Medan, SeputarSumut — Langkah akselerasi transformasi pendidikan yang berbasis pada pemanfaatan ekosistem digital di Kota Medan terus dipacu oleh Wali Kota Medan, Rico Tri Putra Bayu Waas, melalui pengguliran program Kelas Digital atau Smart Class yang saat ini dilaporkan mulai menyodorkan implikasi dampak riil di rupa-rupa lingkungan sekolah. Salah satu bentuk perwujudan konkret dari kebijakan tersebut terdokumentasi di SMP Negeri 1 Medan, di mana program kerja yang sudah mulai diaktifkan semenjak pengujung tahun 2025 yang lalu ini menyajikan tatanan sistem pembelajaran modern yang berkarakter interaktif serta berbasis teknologi guna membedakannya dengan model ruang kelas konvensional.
Formulasi rancangan dari Kelas Digital ini diuraikan oleh Pelaksana Tugas (Plt) Kepala SMP Negeri 1 Medan, Hj.

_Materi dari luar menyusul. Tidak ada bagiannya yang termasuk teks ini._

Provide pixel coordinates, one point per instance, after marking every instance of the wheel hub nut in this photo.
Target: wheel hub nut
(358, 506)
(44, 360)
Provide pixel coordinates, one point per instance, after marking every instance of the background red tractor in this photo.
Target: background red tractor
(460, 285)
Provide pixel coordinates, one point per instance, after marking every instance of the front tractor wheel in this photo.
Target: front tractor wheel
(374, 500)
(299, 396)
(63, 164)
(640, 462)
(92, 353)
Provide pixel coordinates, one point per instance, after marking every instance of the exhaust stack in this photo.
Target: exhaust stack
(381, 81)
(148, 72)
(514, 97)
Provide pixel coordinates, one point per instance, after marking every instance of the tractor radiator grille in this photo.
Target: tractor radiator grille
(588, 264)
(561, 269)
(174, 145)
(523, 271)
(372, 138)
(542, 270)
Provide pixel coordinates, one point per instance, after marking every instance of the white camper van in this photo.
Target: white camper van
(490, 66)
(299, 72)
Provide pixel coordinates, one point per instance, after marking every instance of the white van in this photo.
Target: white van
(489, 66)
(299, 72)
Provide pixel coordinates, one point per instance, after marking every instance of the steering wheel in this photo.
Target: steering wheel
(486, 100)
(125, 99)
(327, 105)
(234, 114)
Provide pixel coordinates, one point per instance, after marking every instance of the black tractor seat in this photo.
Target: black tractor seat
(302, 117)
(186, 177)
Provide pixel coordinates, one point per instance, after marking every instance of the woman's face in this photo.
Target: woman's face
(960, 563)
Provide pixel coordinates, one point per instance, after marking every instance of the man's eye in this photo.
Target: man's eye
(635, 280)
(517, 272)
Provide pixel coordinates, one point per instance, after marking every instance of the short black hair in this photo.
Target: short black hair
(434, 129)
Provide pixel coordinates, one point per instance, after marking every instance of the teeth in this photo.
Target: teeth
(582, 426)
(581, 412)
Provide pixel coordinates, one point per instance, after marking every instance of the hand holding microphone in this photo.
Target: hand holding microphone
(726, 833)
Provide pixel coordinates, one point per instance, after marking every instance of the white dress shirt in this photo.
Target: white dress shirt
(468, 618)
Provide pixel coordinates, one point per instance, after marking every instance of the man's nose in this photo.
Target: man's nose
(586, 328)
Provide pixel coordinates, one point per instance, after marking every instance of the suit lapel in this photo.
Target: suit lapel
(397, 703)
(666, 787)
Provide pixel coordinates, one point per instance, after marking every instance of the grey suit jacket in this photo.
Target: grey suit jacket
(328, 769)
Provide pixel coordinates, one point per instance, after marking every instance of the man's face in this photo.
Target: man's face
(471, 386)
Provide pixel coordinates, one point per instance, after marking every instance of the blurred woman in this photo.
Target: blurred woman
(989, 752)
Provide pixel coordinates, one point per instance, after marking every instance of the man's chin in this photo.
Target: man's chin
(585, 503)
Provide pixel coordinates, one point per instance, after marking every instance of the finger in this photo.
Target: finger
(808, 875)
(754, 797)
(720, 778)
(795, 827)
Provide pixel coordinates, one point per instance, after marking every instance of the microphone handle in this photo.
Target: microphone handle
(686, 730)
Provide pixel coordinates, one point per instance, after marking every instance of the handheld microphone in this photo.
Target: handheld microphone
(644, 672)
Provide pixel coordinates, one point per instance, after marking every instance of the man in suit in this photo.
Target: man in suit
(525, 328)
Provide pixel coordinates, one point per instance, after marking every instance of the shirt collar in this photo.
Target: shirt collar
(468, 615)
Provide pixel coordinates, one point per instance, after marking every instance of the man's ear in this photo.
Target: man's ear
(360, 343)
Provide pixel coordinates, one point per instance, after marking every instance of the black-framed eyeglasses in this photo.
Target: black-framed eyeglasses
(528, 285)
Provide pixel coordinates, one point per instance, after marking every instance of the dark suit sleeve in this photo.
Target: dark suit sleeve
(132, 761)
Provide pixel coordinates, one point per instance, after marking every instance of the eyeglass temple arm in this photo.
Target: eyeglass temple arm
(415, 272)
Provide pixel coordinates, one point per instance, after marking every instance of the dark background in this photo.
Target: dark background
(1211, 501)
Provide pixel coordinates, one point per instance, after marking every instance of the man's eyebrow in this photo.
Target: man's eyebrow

Rohanim, yang menerangkan bahwa esensi program bersangkutan tidak sebatas berfokus pada urusan pengadaan rupa-rupa perangkat teknologi belaka, melainkan mengemban misi esensial untuk memodifikasi pola interaksi belajar mengajar agar bergerak menjadi lebih efektif sekaligus adaptif terhadap tuntutan laju perkembangan zaman.
Info Medan: Wali Kota Rico Waas Dorong Transformasi Pendidikan Lewat Program Kelas Digital di SMP Negeri 1 Medan
“Kelas Digital ini kita fokuskan untuk siswa kelas 8. Proses seleksinya terbuka untuk seluruh siswa, sehingga semua punya kesempatan yang sama,” ujar Hj. Rohanim saat ditemui di sekolah tersebut, Kamis (11/6/2026).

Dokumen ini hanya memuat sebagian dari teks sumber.